We did not even make it close to six months with our first daughter (more like two weeks), but with our second one, I was determined to. This determination came from the fact that I knew better now and mostly because we didn’t have a bedroom for her. So, at six months, two weeks, and five days at the time of this writing, our daughter is still in our room. And sharing a room is hard.

“Put her in a closet,” suggested a friend. Nope, we don’t have a walk-in closet or even a closet big enough to fit a bassinet, let alone a crib. Our house was built in the 50s—I barely have enough room for my clothes.

Others ask, “What about your third bedroom?” My husband uses it for his office. We thought about having her crib in there at night and having her nap in the pack and play during the day in our room, but that hasn’t happened yet either.

This brings me back to my original point: she’s still in our room. It was nice for the first couple of months. Breastfeeding, putting the pacifier back in, hearing her breathe, etc. were all easier when she was right beside me. It worked for a while, and then it didn’t.
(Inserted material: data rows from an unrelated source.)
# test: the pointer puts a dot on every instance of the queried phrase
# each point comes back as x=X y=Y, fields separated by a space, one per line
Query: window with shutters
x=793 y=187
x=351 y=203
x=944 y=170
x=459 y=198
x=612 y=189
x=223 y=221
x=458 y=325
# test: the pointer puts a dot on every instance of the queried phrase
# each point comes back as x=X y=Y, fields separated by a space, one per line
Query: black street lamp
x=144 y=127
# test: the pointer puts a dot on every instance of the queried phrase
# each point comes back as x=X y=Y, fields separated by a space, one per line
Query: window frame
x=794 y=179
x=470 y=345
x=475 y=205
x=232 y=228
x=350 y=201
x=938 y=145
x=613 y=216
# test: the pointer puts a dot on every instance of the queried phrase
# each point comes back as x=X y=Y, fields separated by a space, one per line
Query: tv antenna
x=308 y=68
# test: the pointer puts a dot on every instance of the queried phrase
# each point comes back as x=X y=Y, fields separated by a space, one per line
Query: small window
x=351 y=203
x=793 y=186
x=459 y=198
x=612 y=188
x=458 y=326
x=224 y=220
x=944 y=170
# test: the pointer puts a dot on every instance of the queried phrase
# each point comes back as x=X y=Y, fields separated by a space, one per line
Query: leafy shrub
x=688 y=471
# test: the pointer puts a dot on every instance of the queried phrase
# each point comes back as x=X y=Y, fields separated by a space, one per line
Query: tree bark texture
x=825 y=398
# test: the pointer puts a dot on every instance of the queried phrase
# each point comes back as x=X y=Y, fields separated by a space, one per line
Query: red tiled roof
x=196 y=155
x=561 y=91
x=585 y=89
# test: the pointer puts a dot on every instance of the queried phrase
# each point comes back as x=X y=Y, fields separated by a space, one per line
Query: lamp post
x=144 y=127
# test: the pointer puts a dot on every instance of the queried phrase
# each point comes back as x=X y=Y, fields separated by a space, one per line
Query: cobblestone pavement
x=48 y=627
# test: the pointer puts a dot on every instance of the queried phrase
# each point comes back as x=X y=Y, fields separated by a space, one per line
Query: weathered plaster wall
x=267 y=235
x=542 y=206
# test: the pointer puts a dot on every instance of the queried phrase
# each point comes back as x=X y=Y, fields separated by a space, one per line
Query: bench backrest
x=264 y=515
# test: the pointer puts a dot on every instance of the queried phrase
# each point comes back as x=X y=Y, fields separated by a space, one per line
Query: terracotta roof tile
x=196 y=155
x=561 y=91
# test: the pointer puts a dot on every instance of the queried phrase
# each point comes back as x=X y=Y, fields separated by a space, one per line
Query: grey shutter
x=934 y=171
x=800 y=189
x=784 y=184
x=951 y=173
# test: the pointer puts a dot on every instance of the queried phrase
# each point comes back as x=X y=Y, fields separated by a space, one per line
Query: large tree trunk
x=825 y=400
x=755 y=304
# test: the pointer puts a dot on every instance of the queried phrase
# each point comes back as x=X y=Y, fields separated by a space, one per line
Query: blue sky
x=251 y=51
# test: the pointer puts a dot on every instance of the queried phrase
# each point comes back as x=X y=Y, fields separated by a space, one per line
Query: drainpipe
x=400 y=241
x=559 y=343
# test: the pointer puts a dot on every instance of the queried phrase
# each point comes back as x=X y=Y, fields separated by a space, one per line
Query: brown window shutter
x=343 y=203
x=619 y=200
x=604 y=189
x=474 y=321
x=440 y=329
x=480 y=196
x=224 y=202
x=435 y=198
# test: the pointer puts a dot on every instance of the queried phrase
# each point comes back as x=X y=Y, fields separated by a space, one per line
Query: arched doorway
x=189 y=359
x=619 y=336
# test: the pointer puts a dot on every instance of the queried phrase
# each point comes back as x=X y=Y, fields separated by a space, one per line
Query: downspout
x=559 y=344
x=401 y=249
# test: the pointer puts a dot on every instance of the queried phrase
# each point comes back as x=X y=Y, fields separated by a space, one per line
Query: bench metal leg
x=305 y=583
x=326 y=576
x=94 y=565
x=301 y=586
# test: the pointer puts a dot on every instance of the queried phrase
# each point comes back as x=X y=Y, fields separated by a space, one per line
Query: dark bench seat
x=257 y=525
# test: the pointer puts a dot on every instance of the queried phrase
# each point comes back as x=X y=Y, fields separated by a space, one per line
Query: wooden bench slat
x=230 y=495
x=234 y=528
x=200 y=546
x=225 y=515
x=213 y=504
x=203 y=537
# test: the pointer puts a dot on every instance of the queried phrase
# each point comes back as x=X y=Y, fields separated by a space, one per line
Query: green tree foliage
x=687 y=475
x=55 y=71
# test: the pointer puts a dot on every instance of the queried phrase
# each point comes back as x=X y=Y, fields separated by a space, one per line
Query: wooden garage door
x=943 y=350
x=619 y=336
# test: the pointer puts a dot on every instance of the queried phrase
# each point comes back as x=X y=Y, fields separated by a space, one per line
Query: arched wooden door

And somehow, we ended up with her in our bed. She didn’t sleep well in her pack-n-play when we transitioned to that. It was just easier. Me in the middle of our bed, facing her. My husband is on the other side. All of us squished in our queen-sized bed. (And following the seven ways to make bed-sharing safer.) That didn’t work for long. We’re in phase five (or six?!) of “making it work for right now.” She is sleeping at night in her crib (mostly). I am still in the bedroom, and my husband is on the couch searching for a good night’s sleep. 

What I wish I had known is that “the AAP also published research that found that after four months, room sharing results in less nighttime sleep and more night wakings for infants.” I feel like we’re a textbook case of this quote. She is still waking up twice, sometimes it’s hard to get her to go back to sleep, and frequently fusses around 4:30 AM.  Had I known this fact, I would have thought harder about moving her out of our room and into the office, knowing that a baby doesn’t care what a room looks like. 

Until then, I welcome any advice from moms on how you’ve made room-sharing work for YOU because sharing a room is hard–at least for us.